Pourquoi c'est important
Ces élections déterminent l’équilibre des forces pour les prochaines années en Nouvelle-Calédonie, après les émeutes de 2024. L’absence de majorité contraint des alliances qui impacteront directement la reconstruction économique, le processus d’autodétermination et le quotidien des Calédoniens. Pour le lecteur métropolitain, c’est un indicateur de stabilité d’un territoire stratégique pour la France dans le Pacifique.
Acteurs clés
- Sonia Backes — Présidente de la province Sud, leader loyaliste
Non-indépendantiste, satisfaite du 'vote utile' - Nicolas Metzdorf — Député loyaliste
Victorieux, qualifie le résultat de 'plébiscite' - Mickaël Forrest — Dirigeant indépendantiste UC-FLNKS
Revendique une 'majorité océanienne' - Milakulo Tukumuli — Leader de l'Éveil océanien
Se pose comme centre, faiseur de rois
Chiffres clés
- 24 — Sièges non-indépendantistes au Congrès (RFI, La1ère)

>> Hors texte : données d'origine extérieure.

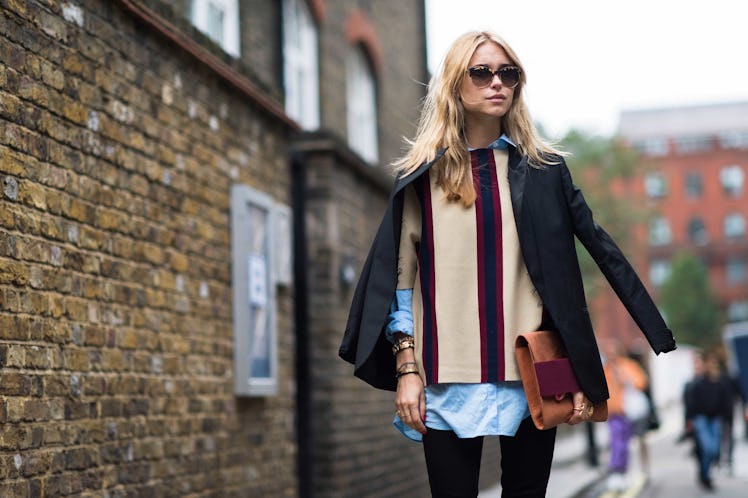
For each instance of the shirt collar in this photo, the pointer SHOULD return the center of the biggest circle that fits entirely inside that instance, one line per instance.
(501, 143)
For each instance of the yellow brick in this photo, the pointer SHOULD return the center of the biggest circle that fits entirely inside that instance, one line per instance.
(179, 261)
(13, 272)
(108, 220)
(75, 112)
(11, 163)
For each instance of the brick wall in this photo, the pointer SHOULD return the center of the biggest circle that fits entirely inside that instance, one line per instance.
(355, 448)
(400, 30)
(117, 154)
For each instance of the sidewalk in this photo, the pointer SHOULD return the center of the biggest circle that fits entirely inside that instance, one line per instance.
(672, 468)
(570, 473)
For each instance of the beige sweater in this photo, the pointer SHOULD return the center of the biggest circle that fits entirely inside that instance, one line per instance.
(472, 294)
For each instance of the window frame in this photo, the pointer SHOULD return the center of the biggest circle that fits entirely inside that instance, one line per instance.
(660, 231)
(728, 223)
(301, 64)
(275, 271)
(230, 40)
(361, 105)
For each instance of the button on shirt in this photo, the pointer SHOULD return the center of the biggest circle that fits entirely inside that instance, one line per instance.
(470, 410)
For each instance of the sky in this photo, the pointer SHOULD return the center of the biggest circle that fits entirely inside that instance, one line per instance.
(588, 60)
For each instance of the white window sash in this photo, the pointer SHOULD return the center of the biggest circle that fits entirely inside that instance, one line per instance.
(300, 64)
(229, 38)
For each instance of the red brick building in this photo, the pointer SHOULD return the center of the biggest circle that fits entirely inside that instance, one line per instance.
(695, 186)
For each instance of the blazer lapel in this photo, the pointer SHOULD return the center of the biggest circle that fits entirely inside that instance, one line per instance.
(517, 175)
(404, 181)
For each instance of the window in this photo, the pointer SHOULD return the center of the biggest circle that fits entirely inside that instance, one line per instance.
(659, 232)
(655, 185)
(735, 270)
(361, 104)
(219, 19)
(690, 145)
(300, 64)
(694, 185)
(734, 226)
(697, 232)
(732, 178)
(652, 147)
(659, 271)
(734, 139)
(259, 250)
(737, 311)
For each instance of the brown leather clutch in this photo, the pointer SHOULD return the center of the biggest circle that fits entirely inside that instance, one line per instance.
(548, 379)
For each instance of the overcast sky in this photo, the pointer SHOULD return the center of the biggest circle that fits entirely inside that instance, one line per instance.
(586, 60)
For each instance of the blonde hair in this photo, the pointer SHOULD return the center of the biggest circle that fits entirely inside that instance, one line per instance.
(442, 123)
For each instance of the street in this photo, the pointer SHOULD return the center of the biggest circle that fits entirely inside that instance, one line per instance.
(672, 472)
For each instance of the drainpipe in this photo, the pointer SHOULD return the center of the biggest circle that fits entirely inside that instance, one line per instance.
(303, 370)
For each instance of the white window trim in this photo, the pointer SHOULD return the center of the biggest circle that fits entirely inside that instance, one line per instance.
(276, 265)
(230, 40)
(361, 106)
(300, 64)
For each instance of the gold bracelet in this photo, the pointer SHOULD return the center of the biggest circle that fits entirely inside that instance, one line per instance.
(402, 344)
(406, 372)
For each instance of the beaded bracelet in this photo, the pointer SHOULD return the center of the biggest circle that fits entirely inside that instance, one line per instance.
(402, 344)
(406, 368)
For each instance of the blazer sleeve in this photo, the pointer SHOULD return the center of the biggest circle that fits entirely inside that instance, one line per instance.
(616, 268)
(410, 235)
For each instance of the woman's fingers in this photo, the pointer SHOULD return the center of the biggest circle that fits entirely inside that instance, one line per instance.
(581, 408)
(411, 402)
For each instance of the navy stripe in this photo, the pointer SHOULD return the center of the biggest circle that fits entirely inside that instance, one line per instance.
(489, 266)
(430, 350)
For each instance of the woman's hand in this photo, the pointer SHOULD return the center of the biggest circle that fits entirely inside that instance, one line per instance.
(411, 401)
(583, 409)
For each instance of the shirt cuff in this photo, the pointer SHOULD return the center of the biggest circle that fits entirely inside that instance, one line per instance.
(401, 314)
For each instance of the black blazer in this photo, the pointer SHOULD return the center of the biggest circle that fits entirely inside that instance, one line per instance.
(549, 211)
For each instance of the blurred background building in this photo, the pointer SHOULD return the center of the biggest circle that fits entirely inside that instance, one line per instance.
(188, 190)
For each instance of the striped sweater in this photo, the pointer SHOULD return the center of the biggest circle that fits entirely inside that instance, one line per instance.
(471, 291)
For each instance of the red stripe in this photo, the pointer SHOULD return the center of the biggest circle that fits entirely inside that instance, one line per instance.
(481, 270)
(496, 198)
(433, 351)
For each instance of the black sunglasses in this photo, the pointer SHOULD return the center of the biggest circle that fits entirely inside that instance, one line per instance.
(483, 75)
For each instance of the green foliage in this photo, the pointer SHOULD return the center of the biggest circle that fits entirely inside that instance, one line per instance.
(689, 304)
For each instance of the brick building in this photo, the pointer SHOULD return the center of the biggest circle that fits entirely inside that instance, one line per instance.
(186, 189)
(695, 185)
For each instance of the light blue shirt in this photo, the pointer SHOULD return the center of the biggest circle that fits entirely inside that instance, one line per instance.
(470, 410)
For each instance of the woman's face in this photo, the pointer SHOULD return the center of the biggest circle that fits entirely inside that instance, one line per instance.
(493, 100)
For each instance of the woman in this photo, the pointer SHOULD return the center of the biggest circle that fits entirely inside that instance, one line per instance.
(476, 246)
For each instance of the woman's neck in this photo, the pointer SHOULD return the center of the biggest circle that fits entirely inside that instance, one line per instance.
(481, 134)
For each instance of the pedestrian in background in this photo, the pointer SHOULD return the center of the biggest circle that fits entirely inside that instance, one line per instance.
(705, 399)
(626, 380)
(477, 246)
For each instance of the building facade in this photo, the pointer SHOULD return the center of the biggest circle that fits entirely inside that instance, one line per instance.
(188, 189)
(695, 187)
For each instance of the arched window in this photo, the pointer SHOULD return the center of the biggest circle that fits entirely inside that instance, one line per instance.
(219, 19)
(300, 64)
(732, 179)
(660, 233)
(361, 104)
(697, 232)
(734, 226)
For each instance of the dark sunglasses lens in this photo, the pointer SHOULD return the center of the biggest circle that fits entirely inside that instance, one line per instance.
(509, 76)
(481, 76)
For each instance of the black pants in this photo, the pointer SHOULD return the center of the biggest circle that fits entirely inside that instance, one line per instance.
(454, 464)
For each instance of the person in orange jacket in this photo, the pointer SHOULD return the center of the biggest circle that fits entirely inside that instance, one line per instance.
(622, 375)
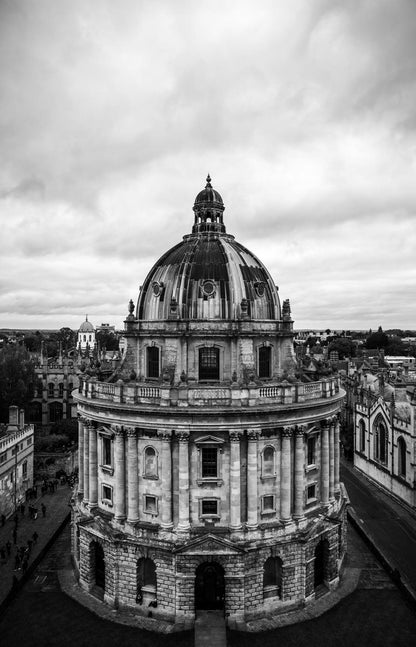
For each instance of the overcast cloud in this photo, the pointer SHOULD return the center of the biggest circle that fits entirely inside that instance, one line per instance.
(112, 114)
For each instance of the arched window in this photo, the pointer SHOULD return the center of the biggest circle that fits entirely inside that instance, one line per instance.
(401, 455)
(362, 436)
(209, 364)
(146, 582)
(381, 442)
(265, 353)
(272, 577)
(153, 370)
(268, 462)
(150, 463)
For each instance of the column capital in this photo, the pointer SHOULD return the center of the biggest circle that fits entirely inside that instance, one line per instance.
(164, 435)
(300, 430)
(253, 434)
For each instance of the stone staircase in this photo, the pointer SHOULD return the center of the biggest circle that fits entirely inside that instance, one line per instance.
(210, 629)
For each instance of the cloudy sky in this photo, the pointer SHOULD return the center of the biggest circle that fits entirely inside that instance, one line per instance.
(112, 114)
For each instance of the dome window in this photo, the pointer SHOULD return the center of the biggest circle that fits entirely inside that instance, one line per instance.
(208, 288)
(209, 364)
(157, 288)
(260, 288)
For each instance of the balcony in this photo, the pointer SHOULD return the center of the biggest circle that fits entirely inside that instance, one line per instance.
(202, 395)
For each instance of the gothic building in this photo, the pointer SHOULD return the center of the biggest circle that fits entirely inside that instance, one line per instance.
(209, 465)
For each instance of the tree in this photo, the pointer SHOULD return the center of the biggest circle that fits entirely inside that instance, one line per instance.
(345, 347)
(107, 340)
(17, 379)
(377, 339)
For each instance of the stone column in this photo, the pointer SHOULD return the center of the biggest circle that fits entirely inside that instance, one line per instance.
(80, 456)
(325, 462)
(336, 457)
(183, 523)
(93, 466)
(331, 461)
(235, 494)
(298, 511)
(132, 476)
(252, 495)
(120, 474)
(285, 475)
(86, 461)
(166, 512)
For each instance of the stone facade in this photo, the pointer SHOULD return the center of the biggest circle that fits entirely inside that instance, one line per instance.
(209, 469)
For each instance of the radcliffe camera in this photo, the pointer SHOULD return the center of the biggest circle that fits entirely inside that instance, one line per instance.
(207, 339)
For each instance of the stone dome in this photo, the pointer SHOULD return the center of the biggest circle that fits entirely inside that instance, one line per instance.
(86, 326)
(208, 275)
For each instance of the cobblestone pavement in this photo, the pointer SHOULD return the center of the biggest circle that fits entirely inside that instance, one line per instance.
(57, 508)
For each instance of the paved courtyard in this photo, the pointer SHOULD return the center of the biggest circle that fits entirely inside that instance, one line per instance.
(374, 614)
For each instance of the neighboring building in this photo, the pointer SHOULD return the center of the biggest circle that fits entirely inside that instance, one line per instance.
(208, 467)
(385, 436)
(86, 336)
(57, 378)
(16, 461)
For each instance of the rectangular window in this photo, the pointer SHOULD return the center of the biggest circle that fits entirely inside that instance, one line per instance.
(311, 460)
(106, 449)
(107, 494)
(209, 508)
(209, 462)
(268, 503)
(150, 504)
(209, 364)
(264, 362)
(153, 362)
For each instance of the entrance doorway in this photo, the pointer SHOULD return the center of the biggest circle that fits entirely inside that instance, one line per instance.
(99, 565)
(321, 561)
(209, 586)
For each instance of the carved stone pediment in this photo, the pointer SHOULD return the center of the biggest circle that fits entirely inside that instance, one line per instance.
(209, 440)
(209, 545)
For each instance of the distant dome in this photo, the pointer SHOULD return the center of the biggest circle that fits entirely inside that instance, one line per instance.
(208, 275)
(86, 326)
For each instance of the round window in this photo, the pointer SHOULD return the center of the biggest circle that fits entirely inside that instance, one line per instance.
(260, 289)
(209, 288)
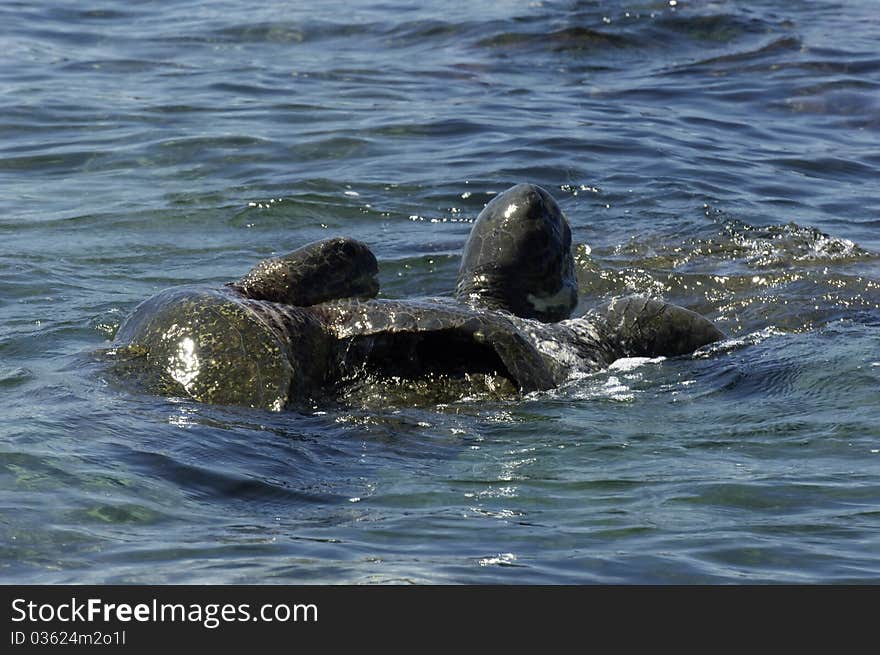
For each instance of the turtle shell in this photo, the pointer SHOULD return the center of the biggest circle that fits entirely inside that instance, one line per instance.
(209, 345)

- 26 — Sièges indépendantistes au Congrès (FLNKS + alliés) (RFI, La1ère)
- 4 — Sièges Éveil océanien au Congrès (RFI)
- 63,71% — Participation (RFI)
- 14 — Morts des émeutes de 2024 (RFI)
Et ensuite ?
Scénario tendanciel : formation d'une coalition non-indépendantiste avec l'Éveil océanien, gel institutionnel, poursuite des négociations. Scénario de rupture : alliance indépendantiste-Éveil océanien, nouvelle crise politique et économique, possible intervention de l'État.
Questions fréquentes
Qui a remporté les élections provinciales en Nouvelle-Calédonie ?
Les non-indépendantistes (coalition Loyalistes-Rassemblement) ont gagné la province Sud avec 28 sièges sur 40, mais ils n'ont que 24 sièges sur 54 au Congrès, loin de la majorité absolue.
Quel est le rôle de l’Éveil océanien ?
Avec 4 sièges au Congrès, ce mouvement centriste devient le faiseur de roi, pouvant faire basculer la majorité soit vers les non-indépendantistes soit vers les indépendantistes.
Pourquoi la participation a-t-elle baissé ?
La participation est de 63,71% contre 66,49% en 2019, malgré l’élargissement du corps électoral de 10 575 électeurs.